Hm, aber warum gibt's einen Initialisierungsfehler beim Start von X11,m den graphischen KDM log-in screen hab ich jedenfalls.

Beim booten gibt dbus jedenfalls keine Fehler aus...

 :Crying or Very sad:  Andy.

Xorg.0.log

http://paste.pocoo.org/show/204968/

dmesg

http://paste.pocoo.org/show/204969/

messages

http://paste.pocoo.org/show/204971/

Dank Euch

----------

## Max Steel

Probier mal ob es funktioniert wenn du einzigst versuchst deine Treibermodule neuzubaun: emerge -a1 $(qlist -IC x11-drivers/)

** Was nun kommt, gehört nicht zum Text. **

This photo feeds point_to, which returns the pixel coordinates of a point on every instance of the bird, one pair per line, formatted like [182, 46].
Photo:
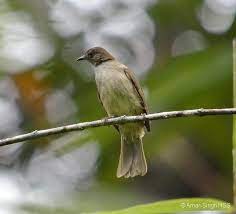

Ansonsten... Bin ich relativ ratlos. Evtl musst du auch die kdelibs neubaun. Keine Ahnung, ist ein Schuss ins Blaue.

----------

## Randy Andy

Nee, Max Steel,

das hatte ich auch schon ausprobiert, bin schon kurz davor xorg-server mäßig mal downzugraden (ahh, ich liebe diese Wortschöpfungen  :Rolling Eyes:  )

Andererseits hatte ich das Problem zuvor ja auch schon, bevor es den xorg-server-1.8.0 im tree gab...

Wär klasse wenn's  noch ein paar alternative Ideen gäb,  schau'mer mal...

Natürlich trotzdem Dank

Gruß, Andy

----------

## Josef.95

Hi

schau mal ob dir evtl. https://forums.gentoo.org/viewtopic-p-6247634.html#6247634

weiterhilft

----------

## Randy Andy

Hi Josef,

der Link und somit die Tipps scheinen sich in erster Linie auf ein downgrade von dbus, oder geänderte übernahme der zugehörigen config dateien zu beziehen.

Hab's mal mit einem Downgrade von dbus versucht, und die geänderten configs übernommen.

Nach einem Neustart leider immer noch das gleiche, daher wieder upgegradet, und gleich nochmal gesynced und world upgegradet - wieder nichts.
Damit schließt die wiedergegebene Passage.